La causa è stata riservata alla decisione del Collegio.
MOTIVI DELLA DECISIONE
La titolare dell'82,25% delle quote del capitale sociale Parte_1 della , ha avviato azione di responsabilità ex art. 2476 c.c. nei Controparte_3 confronti di , ZI IG e , nelle rispettive qualità di Controparte_1 Controparte_2 ex Presidente del Consiglio di Amministrazione, ex Vicepresidente del Consiglio di
Amministrazione ed ex Consigliere della Società, per gli atti di mala gestio contestati negli esercizi 2019-2020. pagina 1 di 3 Si sono costituiti in giudizio i tre convenuti, mentre è rimasta contumace la società.
È stata tempestivamente eccepita l'esistenza di clausola compromissoria vincolante nello Statuto.
La causa è stata rimessa ad udienza di precisazione delle conclusioni senza ulteriore istruttoria e riservata per la decisione all'udienza del 16.9.2025, previo deposito di note conclusive.
La domanda è improponibile.
L'art. 32 dello statuto societario della prevede che: “Le eventuali controversie che sorgessero fra i soci o fra i soci e la società, anche se promosse da amministratori, liquidatori e sindaci (se nominati) ovvero nei loro confronti e che abbiano per oggetto diritti disponibili relativi al rapporto sociale, saranno decise da un Collegio di tre membri nominati dal Presidente dell' Controparte_4 del luogo ove ha sede la società. Il Collegio arbitrale deciderà a maggioranza entro
[...] novanta giorni dalla costituzione, in modo irrevocabilmente vincolativo per le parti, come arbitro irrituale, con dispensa da ogni formalità di procedura ed anche dall'obbligo del deposito del lodo. Si applicano comunque le disposizioni di cui agli artt. 35 e 36 decreto legislativo 17 gennaio 2003 n.
5. Il Collegio Arbitrale stabilirà le eventuali modalità di ripartizione del costo dell'arbitrato. Non possono essere oggetto di compromesso le controversie nelle quali la legge preveda l'intervento obbligatorio del Pubblico Ministero”.
La norma riportata contempla, quindi, un'ipotesi di arbitrato irrituale (essendo netta la formulazione della clausola sul punto), dovendosi evidenziare il carattere obbligatorio della procedura arbitrale disegnata dall'art. 32 (“saranno decise”) ed il carattere onnicomprensivo della elencazione contenuta nella clausola (qualsiasi controversia tra soci e società estesa alle controversie con amministratori, liquidatori e sindaci).
Ciò premesso, la giurisprudenza di legittimità (Cass. n. 16625 del 2013), nell'interpretare il concetto di diritti disponibili o indisponibili ai fini della compromettibilità in arbitri della controversia, ha affermato che attengono a diritti indisponibili le controversie relative a delibere assembleari aventi oggetto illecito o impossibile - che danno luogo a nullità rilevabile anche d'ufficio - e quelle prese in assoluta mancanza di informazione (art. 2479 ter c.c.) (..) dovendo l'ambito dei diritti indisponibili ritenersi circoscritto “a quegli interessi protetti da norme inderogabili, la cui violazione determina una reazione dell'ordinamento svincolata da qualsiasi iniziativa di parte” (cfr. Cass. n. 3772 del 2005; n. 18600 del 2011).
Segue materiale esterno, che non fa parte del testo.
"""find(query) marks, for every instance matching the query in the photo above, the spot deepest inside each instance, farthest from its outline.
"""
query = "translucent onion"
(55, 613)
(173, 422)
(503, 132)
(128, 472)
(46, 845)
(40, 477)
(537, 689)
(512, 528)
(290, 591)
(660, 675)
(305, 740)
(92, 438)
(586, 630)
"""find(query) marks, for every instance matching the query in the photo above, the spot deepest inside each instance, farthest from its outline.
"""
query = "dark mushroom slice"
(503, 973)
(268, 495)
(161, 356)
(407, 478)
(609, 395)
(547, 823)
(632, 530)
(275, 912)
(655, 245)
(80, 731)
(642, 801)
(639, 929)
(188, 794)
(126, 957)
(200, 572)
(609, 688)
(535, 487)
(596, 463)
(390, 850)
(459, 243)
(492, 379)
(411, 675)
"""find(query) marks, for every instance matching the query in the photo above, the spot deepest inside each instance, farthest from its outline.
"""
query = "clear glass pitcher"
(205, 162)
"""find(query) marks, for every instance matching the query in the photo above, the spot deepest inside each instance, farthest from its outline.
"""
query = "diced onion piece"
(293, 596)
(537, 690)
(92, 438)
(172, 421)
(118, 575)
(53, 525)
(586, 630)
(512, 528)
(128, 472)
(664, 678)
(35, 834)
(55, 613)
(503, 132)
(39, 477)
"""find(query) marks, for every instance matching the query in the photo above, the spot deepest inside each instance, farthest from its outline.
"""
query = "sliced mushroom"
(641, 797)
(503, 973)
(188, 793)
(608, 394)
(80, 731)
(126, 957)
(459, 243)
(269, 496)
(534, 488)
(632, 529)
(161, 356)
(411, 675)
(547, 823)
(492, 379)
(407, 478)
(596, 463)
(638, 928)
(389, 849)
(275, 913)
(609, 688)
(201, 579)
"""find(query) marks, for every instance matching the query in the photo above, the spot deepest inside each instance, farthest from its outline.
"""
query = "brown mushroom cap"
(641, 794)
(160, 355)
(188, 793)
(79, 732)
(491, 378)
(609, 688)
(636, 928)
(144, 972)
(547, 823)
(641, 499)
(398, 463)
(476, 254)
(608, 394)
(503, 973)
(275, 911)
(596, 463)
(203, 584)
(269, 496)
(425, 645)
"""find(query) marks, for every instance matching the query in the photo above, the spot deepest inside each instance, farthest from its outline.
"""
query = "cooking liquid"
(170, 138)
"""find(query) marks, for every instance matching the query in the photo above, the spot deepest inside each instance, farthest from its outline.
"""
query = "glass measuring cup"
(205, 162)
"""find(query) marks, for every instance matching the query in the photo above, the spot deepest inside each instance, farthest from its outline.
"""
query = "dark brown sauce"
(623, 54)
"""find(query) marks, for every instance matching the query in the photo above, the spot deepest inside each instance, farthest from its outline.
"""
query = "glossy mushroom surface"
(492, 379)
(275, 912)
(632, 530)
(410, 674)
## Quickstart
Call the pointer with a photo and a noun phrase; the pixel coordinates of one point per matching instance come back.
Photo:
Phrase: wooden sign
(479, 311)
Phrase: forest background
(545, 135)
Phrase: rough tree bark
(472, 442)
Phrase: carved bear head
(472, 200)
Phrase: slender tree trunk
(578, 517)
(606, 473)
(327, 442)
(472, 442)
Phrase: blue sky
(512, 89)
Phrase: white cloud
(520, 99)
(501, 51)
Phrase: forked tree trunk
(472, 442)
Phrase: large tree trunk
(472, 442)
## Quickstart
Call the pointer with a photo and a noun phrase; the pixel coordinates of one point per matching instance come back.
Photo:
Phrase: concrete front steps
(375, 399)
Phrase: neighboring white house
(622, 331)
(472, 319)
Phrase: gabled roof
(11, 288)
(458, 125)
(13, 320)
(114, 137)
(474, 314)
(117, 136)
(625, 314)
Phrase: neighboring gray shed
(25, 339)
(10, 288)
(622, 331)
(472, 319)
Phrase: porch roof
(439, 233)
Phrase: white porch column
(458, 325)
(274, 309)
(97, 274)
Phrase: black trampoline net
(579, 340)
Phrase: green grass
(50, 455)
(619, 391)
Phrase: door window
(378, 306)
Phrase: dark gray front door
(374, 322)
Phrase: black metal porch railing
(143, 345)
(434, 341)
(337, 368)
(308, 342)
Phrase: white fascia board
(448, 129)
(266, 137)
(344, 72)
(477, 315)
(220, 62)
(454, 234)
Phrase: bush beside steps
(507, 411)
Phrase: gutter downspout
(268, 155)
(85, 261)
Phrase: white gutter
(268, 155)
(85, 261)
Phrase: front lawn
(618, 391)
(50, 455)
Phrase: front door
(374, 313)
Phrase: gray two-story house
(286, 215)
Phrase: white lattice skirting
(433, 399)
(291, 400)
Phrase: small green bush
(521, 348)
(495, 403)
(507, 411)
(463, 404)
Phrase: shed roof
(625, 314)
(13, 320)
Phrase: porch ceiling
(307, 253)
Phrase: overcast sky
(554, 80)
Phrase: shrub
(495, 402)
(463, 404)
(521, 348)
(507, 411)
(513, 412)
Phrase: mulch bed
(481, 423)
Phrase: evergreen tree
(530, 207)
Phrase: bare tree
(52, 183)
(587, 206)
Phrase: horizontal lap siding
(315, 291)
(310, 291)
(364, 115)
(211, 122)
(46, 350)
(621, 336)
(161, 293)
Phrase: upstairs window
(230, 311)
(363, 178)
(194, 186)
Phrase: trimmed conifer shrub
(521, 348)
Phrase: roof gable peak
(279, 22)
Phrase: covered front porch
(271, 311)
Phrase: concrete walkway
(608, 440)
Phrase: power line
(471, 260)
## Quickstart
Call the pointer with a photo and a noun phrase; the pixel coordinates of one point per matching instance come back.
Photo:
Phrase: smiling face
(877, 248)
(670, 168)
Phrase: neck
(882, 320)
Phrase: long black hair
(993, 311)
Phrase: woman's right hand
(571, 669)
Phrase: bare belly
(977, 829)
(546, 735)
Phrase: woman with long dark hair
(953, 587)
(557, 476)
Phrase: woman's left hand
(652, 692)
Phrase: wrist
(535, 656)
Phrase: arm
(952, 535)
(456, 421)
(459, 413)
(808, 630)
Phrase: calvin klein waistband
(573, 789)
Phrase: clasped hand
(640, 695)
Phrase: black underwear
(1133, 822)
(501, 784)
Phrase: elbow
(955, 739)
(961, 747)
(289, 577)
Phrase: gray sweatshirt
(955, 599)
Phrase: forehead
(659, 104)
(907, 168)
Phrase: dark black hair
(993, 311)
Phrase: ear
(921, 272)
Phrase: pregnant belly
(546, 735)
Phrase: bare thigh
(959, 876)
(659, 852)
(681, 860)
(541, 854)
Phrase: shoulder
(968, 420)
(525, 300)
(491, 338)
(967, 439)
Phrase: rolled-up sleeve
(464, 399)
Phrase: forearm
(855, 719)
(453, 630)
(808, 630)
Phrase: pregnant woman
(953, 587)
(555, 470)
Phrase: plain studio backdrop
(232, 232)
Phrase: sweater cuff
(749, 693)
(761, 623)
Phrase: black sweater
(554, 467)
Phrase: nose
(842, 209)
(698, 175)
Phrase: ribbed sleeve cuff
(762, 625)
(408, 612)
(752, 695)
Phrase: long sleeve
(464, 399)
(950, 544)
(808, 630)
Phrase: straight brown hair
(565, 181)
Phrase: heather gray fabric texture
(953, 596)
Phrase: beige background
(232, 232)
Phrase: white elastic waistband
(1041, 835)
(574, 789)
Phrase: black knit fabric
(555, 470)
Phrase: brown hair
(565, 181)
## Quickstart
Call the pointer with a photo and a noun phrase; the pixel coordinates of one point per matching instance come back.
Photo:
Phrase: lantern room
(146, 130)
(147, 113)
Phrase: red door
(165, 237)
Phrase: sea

Esaminando, quindi, le casistiche sottoposte all'esame della giurisprudenza, tale requisito è stato ritenuto sussistente limitatamente alle ipotesi di nullità del bilancio, in quanto: “Nelle società di capitali, il bilancio di esercizio, avendo la funzione non solo di misurare gli utili e le perdite dell'impresa, ma anche di fornire ai soci e al mercato tutte le informazioni richieste dall'art. 2423
c.c., deve essere redatto nel rispetto dei principi di verità, correttezza e chiarezza e delle regole di redazione poste dal legislatore, che, pur essendo tratte dai principi contabili ed avendo un contenuto di discrezionalità tecnica, sono norme giuridiche cogenti, alla cui violazione consegue l'illiceità del bilancio e la nullità della deliberazione assembleare con cui è stato approvato” (Cassazione civile sez. I, 15/03/2023, n.7433).
Si è, invece, progressivamente ampliato nell'interpretazione giurisprudenziale l'elenco delle controversie compromettibili, includendo ad esempio le controversie aventi ad oggetto la validità delle delibere assembleari (Cassazione civile sez. VI, 28/08/2015, n.17283).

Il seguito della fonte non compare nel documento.